Pour autant, la loi ne s’applique pas à toutes les situations particulières, comme par exemple celle de monsieur Yvan Blaise. Et respecter la loi au pied de la lettre, dans le cas précis, c’est ne rien entendre à l’esprit de la loi. La loi pour la loi n’a pas de sens. Et dans l’affaire qui oppose le maître de Bamby aux autorités  du Tarn-et-Garonne, on ne voit pas en quoi le fait que le vieil homme garde son sanglier met en péril la sécurité publique. On ne voit pas non plus pour quelle raison on devrait infliger une amende du vieil homme : pour trouble à l’ordre public ? Pour non-conformité avec une loi générale, qui n’a pas de sens dans le cas  précis ? Un peu de bon sens, messieurs les intégristes de la loi, reprenez vos esprits. Les lois n’ont d’autre sens que de faire en sorte que les gens vivent ensemble, en bonne intelligence. Les lois sont toutes relatives, elles sont fonction des mœurs, des us et coutumes, en d’autres termes, de la mentalité des peuples au sein desquels elles ont leur raison d’être. Quand une loi pointe son canon de fusil contre un citoyen, alors que ce dernier n’a rien fait de répréhensible en soi, quand une loi devient ainsi menaçante en dépit du bon sens, c’est alors qu’elle devient hors la loi, et que, en la circonstance, il convient de baisser le canon pour ne pas blesser la chair de la République et ne pas tuer l’esprit des lois. Il est significatif de noter à quel point une société, à force de se barder de lois, peut devenir barbare. Une dictature est un régime où la loi règne en maître absolu et de manière implacable : la lettre de la loi a alors tué l’esprit. Une démocratie est un régime où la loi doit pouvoir être en permanence ajustée pour accompagner les évolutions de la société au lieu de se figer et d’entraver le mouvement naturel de la vie.
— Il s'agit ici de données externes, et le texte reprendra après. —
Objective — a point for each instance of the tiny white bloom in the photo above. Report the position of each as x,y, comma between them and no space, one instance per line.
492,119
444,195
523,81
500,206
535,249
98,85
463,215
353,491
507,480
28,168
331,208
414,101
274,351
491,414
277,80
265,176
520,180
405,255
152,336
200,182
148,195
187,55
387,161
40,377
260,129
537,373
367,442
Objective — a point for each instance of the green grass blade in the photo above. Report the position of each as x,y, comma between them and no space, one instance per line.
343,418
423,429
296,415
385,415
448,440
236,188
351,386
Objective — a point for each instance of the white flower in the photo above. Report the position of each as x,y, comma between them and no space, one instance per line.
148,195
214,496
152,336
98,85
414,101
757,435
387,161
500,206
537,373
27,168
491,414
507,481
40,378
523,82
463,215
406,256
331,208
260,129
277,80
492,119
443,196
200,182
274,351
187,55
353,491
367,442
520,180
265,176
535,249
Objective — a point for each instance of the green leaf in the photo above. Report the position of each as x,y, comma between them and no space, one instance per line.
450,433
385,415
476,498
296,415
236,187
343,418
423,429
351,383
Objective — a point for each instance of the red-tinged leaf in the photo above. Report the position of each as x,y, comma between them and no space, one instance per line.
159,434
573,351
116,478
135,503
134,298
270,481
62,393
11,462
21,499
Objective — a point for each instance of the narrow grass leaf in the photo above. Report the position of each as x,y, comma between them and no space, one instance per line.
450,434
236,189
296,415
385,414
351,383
Montesquieu pensait que la loi n’était pas un commandement à suivre mais un rapport à observer et à ajuster entre des variables. Il serait bon les autorités du Tarn-et-Garonne s’inspirent de lui s’agissant de cette affaire et que les maîtres du Parquet de Montauban se replongent dans la lecture de L’esprit des lois du même auteur.